Охота с ружьем и собакой прекрасна сама по себе, für sich, как говаривали в старину; но, положим, вы не родились охотником: вы всё-таки любите природу; вы, следовательно, не можете не завидовать нашему брату. Слушайте.
Знаете ли вы, например, какое наслаждение выехать весной до зари? Вы выходите на крыльцо. На темно-сером небе кое-где мигают звезды; влажный ветерок изредка набегает легкой волной; слышится сдержанный, неясный шёпот ночи; деревья слабо шумят, облитые тенью. Вот кладут ковер на телегу, ставят в ноги ящик с самоваром. Пристяжные ежатся, фыркают и щеголевато переступают ногами; пара только что проснувшихся белых гусей молча и медленно перебирается через дорогу. За плетнем, в саду, мирно похрапывает сторож; каждый звук словно стоит в застывшем воздухе, стоит и не проходит. Вот вы сели; лошади разом тронулись, громко застучала телега. Вы едете — едете мимо церкви, с горы направо, через плотину. Пруд едва начинает дымиться. Вам холодно немножко, вы закрываете лицо воротником шипели; вам дремлется. Лошади звучно шлепают ногами по лужам; кучер посвистывает. Но вот вы отъехали версты четыре. Край неба алеет; в березах просыпаются, неловко перелетывают галки; воробьи чирикают около темных скирд. Светлеет воздух, видней дорога, яснеет небо, белеют тучки, зеленеют поля. В избах красным огнем горят лучины, за воротами слышны заспанные голоса. А между тем заря разгорается; вот уже золотые полосы протянулись по небу, в оврагах клубятся пары; жаворонки звонко поют, предрассветный ветер подул — и тихо всплывает багровое солнце. Свет так и хлынет потоком; сердце в вас встрепенется, как птица. Свежо, весело, любо! Далеко видно кругом. Вон за рощей деревня; вон подальше другая с белой церковью, вон березовый лесок на горе; за ним болото, куда вы едете. Живее, кони, живее! Крупной рысью вперед. Версты три осталось, не больше. Солнце быстро поднимается; небо чисто. Погода будет славная. Стадо потянулось из деревни к вам навстречу. Вы взобрались на гору. Какой вид! Река вьется верст на десять, тускло синея сквозь туман; за ней водянисто-зеленые луга; за лугами пологие холмы; вдали чибисы с криком вьются над болотом; сквозь влажный блеск, разлитый в воздухе, ясно выступает даль. не то, что летом. Как вольно дышит грудь, как бодро движутся члены, как крепнет весь человек, охваченный свежим дыханьем весны.

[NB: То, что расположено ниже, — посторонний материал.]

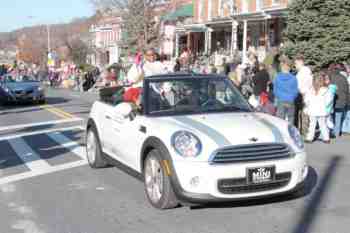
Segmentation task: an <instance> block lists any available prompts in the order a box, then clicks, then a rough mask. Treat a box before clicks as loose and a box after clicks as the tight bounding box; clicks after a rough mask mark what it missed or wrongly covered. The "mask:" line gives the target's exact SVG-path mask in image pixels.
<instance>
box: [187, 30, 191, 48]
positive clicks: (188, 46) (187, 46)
mask: <svg viewBox="0 0 350 233" xmlns="http://www.w3.org/2000/svg"><path fill="white" fill-rule="evenodd" d="M190 48H191V32H188V33H187V49H190Z"/></svg>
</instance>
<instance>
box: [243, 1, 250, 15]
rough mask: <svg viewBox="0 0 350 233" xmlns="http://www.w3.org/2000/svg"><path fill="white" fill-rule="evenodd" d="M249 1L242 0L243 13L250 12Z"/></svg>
mask: <svg viewBox="0 0 350 233" xmlns="http://www.w3.org/2000/svg"><path fill="white" fill-rule="evenodd" d="M248 2H249V1H242V13H248V10H249V4H248Z"/></svg>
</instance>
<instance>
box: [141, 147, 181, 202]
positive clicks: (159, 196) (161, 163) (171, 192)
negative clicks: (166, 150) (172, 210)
mask: <svg viewBox="0 0 350 233" xmlns="http://www.w3.org/2000/svg"><path fill="white" fill-rule="evenodd" d="M162 161H163V159H162V156H161V154H160V152H159V150H157V149H154V150H152V151H151V152H150V153H149V154H148V155H147V157H146V159H145V162H144V169H143V177H144V185H145V193H146V196H147V199H148V201H149V202H150V203H151V205H152V206H153V207H155V208H157V209H170V208H174V207H176V206H178V204H179V203H178V200H177V198H176V196H175V193H174V191H173V187H172V185H171V182H170V178H169V176H168V175H167V174H166V172H165V170H164V166H162V163H161V162H162ZM152 163H153V166H152ZM152 167H153V168H152ZM156 186H158V188H156Z"/></svg>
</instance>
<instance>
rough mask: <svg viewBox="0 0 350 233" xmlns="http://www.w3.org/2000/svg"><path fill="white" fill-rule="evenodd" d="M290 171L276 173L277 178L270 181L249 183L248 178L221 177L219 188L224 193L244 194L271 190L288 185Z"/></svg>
mask: <svg viewBox="0 0 350 233" xmlns="http://www.w3.org/2000/svg"><path fill="white" fill-rule="evenodd" d="M291 177H292V174H291V173H290V172H285V173H279V174H276V178H275V180H273V181H271V182H268V183H260V184H249V183H248V181H247V178H237V179H221V180H219V181H218V190H219V192H221V193H223V194H244V193H252V192H262V191H270V190H274V189H279V188H283V187H285V186H287V185H288V184H289V182H290V180H291Z"/></svg>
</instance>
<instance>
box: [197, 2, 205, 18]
mask: <svg viewBox="0 0 350 233" xmlns="http://www.w3.org/2000/svg"><path fill="white" fill-rule="evenodd" d="M203 3H204V1H203V0H198V21H202V20H203V17H202V15H203V8H204V4H203Z"/></svg>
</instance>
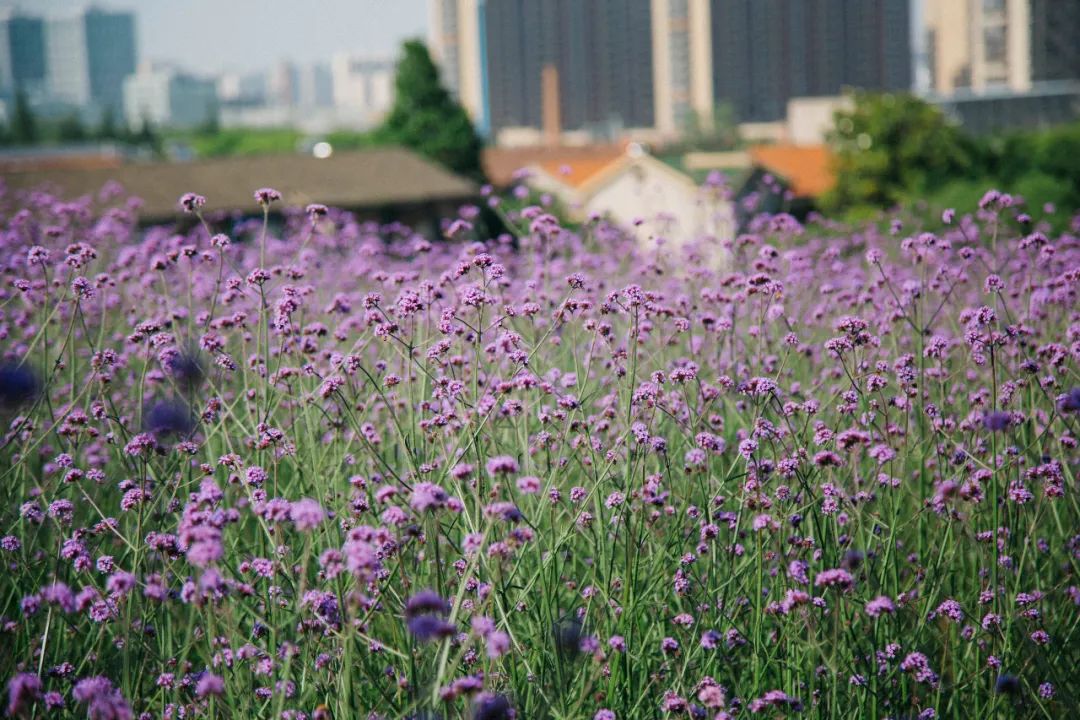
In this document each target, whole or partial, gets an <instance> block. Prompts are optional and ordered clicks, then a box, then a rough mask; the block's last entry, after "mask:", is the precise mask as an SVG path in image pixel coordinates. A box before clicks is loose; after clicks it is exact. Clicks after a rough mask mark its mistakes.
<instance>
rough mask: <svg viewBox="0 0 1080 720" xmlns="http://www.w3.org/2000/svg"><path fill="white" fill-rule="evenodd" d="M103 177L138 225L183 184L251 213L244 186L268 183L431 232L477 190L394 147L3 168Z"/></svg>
mask: <svg viewBox="0 0 1080 720" xmlns="http://www.w3.org/2000/svg"><path fill="white" fill-rule="evenodd" d="M110 180H111V181H117V182H120V185H121V186H122V187H123V188H125V189H126V191H127V192H131V193H133V194H135V195H138V196H139V198H141V199H143V207H141V209H140V212H139V219H140V221H141V222H143V223H144V225H151V223H159V222H170V221H176V220H180V219H183V218H184V216H183V215H181V213H180V209H179V207H178V206H177V201H178V200H179V198H180V195H183V194H184V193H186V192H197V193H199V194H201V195H204V196H205V198H206V207H205V208H204V212H205V213H206V214H207V215H208V216H213V215H220V216H222V217H226V216H229V215H230V214H231V215H237V216H245V215H257V214H259V213H260V210H259V208H258V206H257V205H256V204H255V200H254V199H253V198H252V193H253V192H254V191H255V189H256V188H259V187H270V188H274V189H276V190H279V191H280V192H281V193H282V203H281V206H282V207H284V206H303V205H307V204H308V203H322V204H324V205H328V206H332V207H340V208H345V209H349V210H353V212H355V213H356V214H357V215H359V216H361V217H364V218H369V219H375V220H383V221H391V220H400V221H401V222H404V223H406V225H409V226H411V227H413V228H415V229H417V230H418V231H420V232H422V233H424V234H427V235H428V236H431V237H434V236H437V235H438V232H440V225H438V222H440V220H441V219H442V218H445V217H450V216H453V215H454V214H455V213H456V210H457V208H458V207H459V206H460V205H461V204H462V203H467V202H472V201H475V200H476V198H477V196H478V189H477V188H476V186H475V185H474V184H473V182H471V181H470V180H467V179H465V178H462V177H459V176H457V175H455V174H453V173H450V172H449V171H447V169H444V168H443V167H441V166H438V165H436V164H434V163H432V162H430V161H428V160H424V159H423V158H421V157H419V155H418V154H416V153H414V152H411V151H409V150H405V149H402V148H376V149H369V150H357V151H352V152H336V153H334V154H333V155H330V157H329V158H325V159H319V158H314V157H311V155H299V154H276V155H258V157H245V158H224V159H217V160H203V161H194V162H187V163H132V164H126V165H120V166H118V167H95V168H85V169H80V168H65V169H55V168H53V169H49V168H46V169H37V171H27V172H19V171H16V172H10V173H8V172H5V173H4V181H5V182H6V185H8V188H9V189H10V190H11V191H15V192H18V191H26V190H31V189H39V188H46V189H52V191H54V192H56V193H57V194H59V195H60V196H63V198H66V199H71V198H78V196H83V195H92V194H95V193H97V191H98V190H100V189H102V187H103V186H104V185H105V184H106V182H109V181H110Z"/></svg>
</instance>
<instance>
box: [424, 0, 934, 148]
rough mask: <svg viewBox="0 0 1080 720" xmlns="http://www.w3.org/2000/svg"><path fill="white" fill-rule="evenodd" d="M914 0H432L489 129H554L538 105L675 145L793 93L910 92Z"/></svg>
mask: <svg viewBox="0 0 1080 720" xmlns="http://www.w3.org/2000/svg"><path fill="white" fill-rule="evenodd" d="M910 1H912V0H545V1H544V2H537V1H535V0H431V5H430V8H431V47H432V52H433V55H434V57H435V59H436V62H437V63H438V64H440V66H441V68H442V72H443V77H444V81H445V82H446V85H447V86H448V87H449V89H450V90H451V92H454V93H455V94H456V95H457V97H458V98H459V99H460V100H461V103H462V105H463V106H464V107H465V109H467V110H468V111H469V112H470V113H471V114H472V117H473V119H474V120H475V121H476V123H477V125H478V126H480V128H481V131H482V132H485V133H487V134H491V135H495V134H498V133H499V132H500V131H502V130H504V128H509V127H518V126H522V127H531V128H536V130H539V128H541V127H542V126H548V130H550V125H551V120H550V117H549V122H546V123H545V122H544V111H543V105H544V103H545V97H546V101H548V103H549V104H552V103H555V104H557V106H558V113H557V114H558V120H559V127H561V130H563V131H576V130H586V131H591V132H592V134H593V135H605V134H618V131H619V130H620V128H650V130H652V131H654V132H656V134H658V135H659V136H661V137H672V136H675V135H678V134H679V133H681V132H683V131H685V130H687V128H688V127H689V126H690V125H691V124H697V125H699V126H701V125H707V124H708V123H710V122H711V121H712V116H713V111H714V109H715V108H716V106H717V105H718V104H720V103H726V104H730V106H731V107H732V109H733V110H734V116H735V118H737V119H738V120H740V121H772V120H779V119H781V118H783V117H784V114H785V111H786V106H787V100H788V99H789V98H792V97H798V96H807V95H837V94H839V93H840V92H841V90H843V89H845V87H848V86H854V87H869V89H876V90H908V89H909V87H910V85H912V72H913V68H912V43H910V28H909V25H910V14H909V13H910V10H909V3H910ZM545 68H549V69H551V70H553V71H554V73H555V74H551V73H550V72H549V74H548V77H550V78H551V77H557V83H556V85H555V86H556V87H557V93H556V94H554V96H553V94H552V93H551V92H548V93H545V92H543V81H542V78H543V77H544V74H545ZM546 134H549V133H548V132H546V131H545V135H546Z"/></svg>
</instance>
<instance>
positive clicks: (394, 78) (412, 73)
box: [375, 40, 484, 180]
mask: <svg viewBox="0 0 1080 720" xmlns="http://www.w3.org/2000/svg"><path fill="white" fill-rule="evenodd" d="M394 91H395V97H394V106H393V108H392V109H391V110H390V114H389V116H388V117H387V119H386V121H384V122H383V123H382V125H381V126H380V127H379V128H378V130H377V131H376V133H375V136H376V139H377V140H378V141H380V142H386V144H392V145H401V146H404V147H406V148H410V149H413V150H416V151H417V152H419V153H420V154H422V155H424V157H426V158H429V159H431V160H434V161H435V162H437V163H440V164H442V165H444V166H446V167H448V168H449V169H451V171H454V172H456V173H459V174H461V175H464V176H467V177H470V178H473V179H475V180H481V179H483V175H484V173H483V171H482V169H481V162H480V152H481V147H482V142H481V139H480V136H478V135H477V134H476V130H475V128H474V127H473V124H472V121H471V120H470V119H469V116H468V113H467V112H465V110H464V108H462V107H461V105H459V104H458V103H457V101H455V99H454V98H453V97H451V96H450V94H449V92H448V91H447V90H446V89H445V87H444V86H443V85H442V83H441V82H440V79H438V69H437V68H436V67H435V64H434V63H433V62H432V60H431V55H429V54H428V49H427V46H426V45H424V44H423V43H422V42H420V41H419V40H409V41H407V42H405V44H404V45H403V46H402V58H401V59H400V60H399V63H397V70H396V77H395V78H394Z"/></svg>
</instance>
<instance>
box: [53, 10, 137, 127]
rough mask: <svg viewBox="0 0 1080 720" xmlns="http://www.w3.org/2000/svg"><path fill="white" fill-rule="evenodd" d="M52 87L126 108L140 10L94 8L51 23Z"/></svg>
mask: <svg viewBox="0 0 1080 720" xmlns="http://www.w3.org/2000/svg"><path fill="white" fill-rule="evenodd" d="M45 46H46V57H48V59H46V66H48V70H46V77H48V81H46V84H48V87H49V93H50V94H51V95H52V96H54V97H55V98H56V99H58V100H62V101H65V103H68V104H71V105H77V106H93V107H95V108H97V109H99V110H106V109H109V110H112V111H114V112H119V111H122V109H123V97H124V79H125V78H126V77H127V76H130V74H132V73H134V72H135V64H136V59H135V54H136V53H135V16H134V15H133V14H132V13H130V12H112V11H108V10H100V9H97V8H91V9H87V10H84V11H80V12H78V13H73V14H68V15H63V16H57V17H51V18H49V21H48V22H46V25H45Z"/></svg>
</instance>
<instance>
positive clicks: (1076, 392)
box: [1057, 388, 1080, 412]
mask: <svg viewBox="0 0 1080 720" xmlns="http://www.w3.org/2000/svg"><path fill="white" fill-rule="evenodd" d="M1057 408H1058V409H1059V410H1061V411H1062V412H1080V388H1074V389H1072V390H1070V391H1069V392H1067V393H1065V394H1064V395H1062V396H1061V397H1059V398H1058V400H1057Z"/></svg>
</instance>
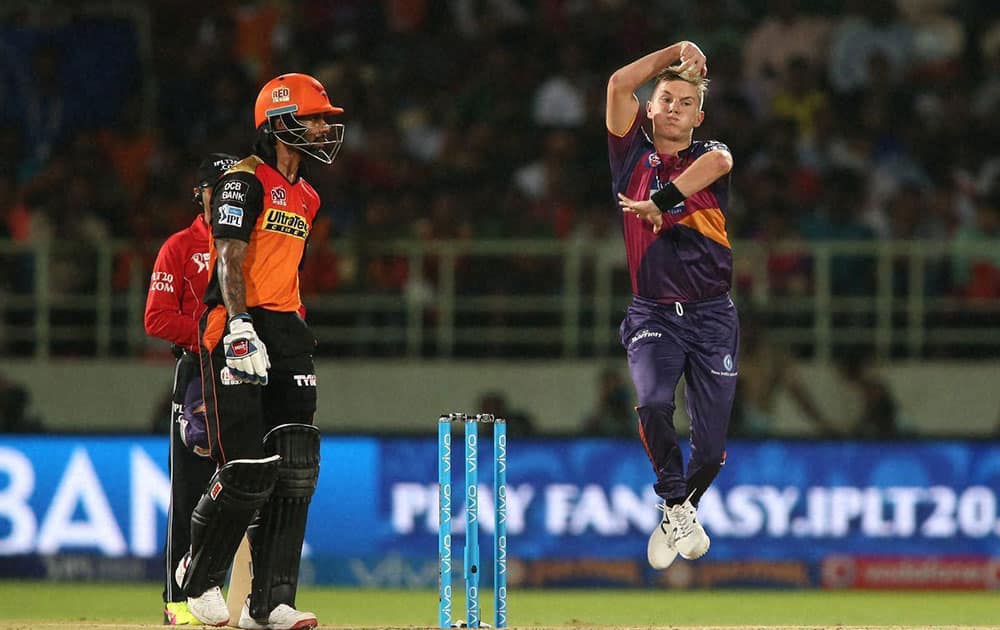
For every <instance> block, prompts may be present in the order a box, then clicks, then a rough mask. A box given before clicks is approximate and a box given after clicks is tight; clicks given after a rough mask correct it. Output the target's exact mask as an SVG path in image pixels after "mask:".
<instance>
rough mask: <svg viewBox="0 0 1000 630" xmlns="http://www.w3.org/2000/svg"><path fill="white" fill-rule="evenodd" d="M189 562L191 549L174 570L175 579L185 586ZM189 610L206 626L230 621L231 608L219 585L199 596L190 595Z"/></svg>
mask: <svg viewBox="0 0 1000 630" xmlns="http://www.w3.org/2000/svg"><path fill="white" fill-rule="evenodd" d="M189 564H191V552H190V551H188V552H187V553H186V554H184V557H183V558H181V561H180V562H178V563H177V569H176V570H175V571H174V579H175V580H177V583H178V584H180V585H181V586H184V575H185V574H186V573H187V568H188V565H189ZM188 612H190V613H191V614H192V615H194V618H195V619H197V620H198V621H199V622H200V623H202V624H204V625H206V626H225V625H227V624H228V623H229V609H228V608H227V607H226V599H225V598H224V597H223V596H222V590H221V589H220V588H219V587H218V586H213V587H212V588H210V589H208V590H207V591H205V592H204V593H202V594H201V595H200V596H199V597H188Z"/></svg>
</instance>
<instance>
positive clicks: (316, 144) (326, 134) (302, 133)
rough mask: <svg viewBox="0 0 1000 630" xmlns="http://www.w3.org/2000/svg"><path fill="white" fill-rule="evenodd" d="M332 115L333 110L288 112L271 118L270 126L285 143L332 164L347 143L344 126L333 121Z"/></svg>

А летнее, июльское утро! Кто, кроме охотника, испытал, как отрадно бродить на заре по кустам? Зеленой чертой ложится след ваших ног по росистой, побелевшей траве. Вы раздвинете мокрый куст — вас так и обдаст накопившимся теплым запахом ночи; воздух весь напоен свежей горечью полыни, медом гречихи и «кашки»; вдали стеной стоит дубовый лес и блестит и алеет на солнце; еще свежо, но уже чувствуется близость жары. Голова томно кружится от избытка благоуханий. Кустарнику нет конца. Кое-где разве вдали желтеет поспевающая рожь, узкими полосками краснеет гречиха. Вот заскрипела телега; шагом пробирается мужик, ставит заранее лошадь в тень. Вы поздоровались с ним, отошли — звучный лязг косы раздается за вами. Солнце всё выше и выше. Быстро сохнет трава. Вот уже жарко стало. Проходит час, другой. Небо темнеет по краям; колючим зноем пышет неподвижный воздух.
— Где бы, брат, тут напиться? — спрашиваете вы у косаря.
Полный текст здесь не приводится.